Several years ago a young teacher I was working with needed to get a year a mentoring in as part of her certification. We were itinerant staff and our parent organization would not provide her with a mentor because of that status. Having worked with her and so having a feel for what I might need to do, I offered to be her mentor for the year. We spent about half an hour a week, sometimes more, sometimes less in collegial conversations, sharing highlights and concerns. It worked well because we shared a room and had a time when neither of us could schedule students. (We were hourly staff. If students could be scheduled, they were. If not we, mostly, were not there.) When we were each given our own space, the habit of sharing that down time was continued. It was a good experience for both of us.

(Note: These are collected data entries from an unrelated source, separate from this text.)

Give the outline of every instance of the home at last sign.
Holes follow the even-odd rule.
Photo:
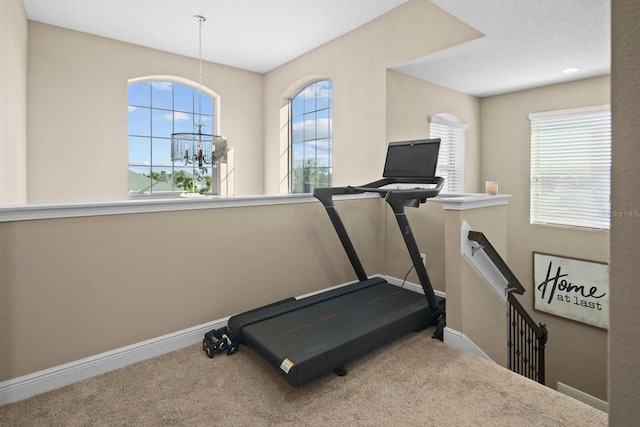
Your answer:
[[[535,309],[609,328],[607,264],[533,254]]]

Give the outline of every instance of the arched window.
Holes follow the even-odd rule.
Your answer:
[[[289,191],[331,186],[333,85],[315,81],[289,102]]]
[[[431,138],[440,138],[436,175],[444,178],[443,191],[462,192],[467,124],[453,114],[436,114],[429,120]]]
[[[216,133],[216,99],[167,80],[129,83],[129,195],[172,196],[185,191],[215,192],[212,168],[197,169],[171,162],[171,134]],[[194,187],[195,186],[195,187]]]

Mentoring Beginning Teachers: Guiding, Reflecting, Coaching, 2nd Edition by Jean Boreen, Mary K. Johnson, Donna Niday, and Joe Potts discusses how to prepare mentors for the role. I would have benefited from this book back then. It does a nice job of outlining what an ideal program looks like and what real programs end up like and how to make the best of it. By not being too idealistic, the book ends up as a practical coaching guide.
I think that the thing I will use most from this book is a chart on page 65 adapted from Nunan, 1990, p. 82 which is a format for analyzing classroom interactions. As a consultant teacher, one of the things I occasionally have done is charted questioning in terms of who is asked and how often. It reveals interesting things to the teachers I share this with. I see this documentation strategy as good tool for looking at what types of questions and interactions teachers have with the individual students. All too often, my special ed students are not given rich, thoughtful questions to respond to. If we want all our students to become critical thinkers, even our slow processing, language delayed, limited capacity students can be prodded and scaffolded to engage in higher level thought. It may require more time and scaffolding than some of the other students, but it helps prepare them for tasks that we want them to be able to engage in. This sort of data may be valuable to our professional discussions.
I enjoyed the examples of interactions throughout the text. They illustrate examples of concern, good practice and behaviors that mere description does not do justice. A key thought that is given is that since no one is perfect, there may not be a "right" time to engage in mentoring. The authors highlight the benefits of mentoring to the mentor as well as the mentee. Probably the biggest weakness is the lack of real strategies to deal with time limitations. Unfortunately, preservice and beginning teachers are overwhelmed with planning, extra curricular responsibilities and coursework while the mentors have busy lives as well. Schools do not always give time for meeting with a mentor and that significantly reduces the effectiveness of the program. Squeezing in less time may not be effective or adequate to meet the needs of the individuals.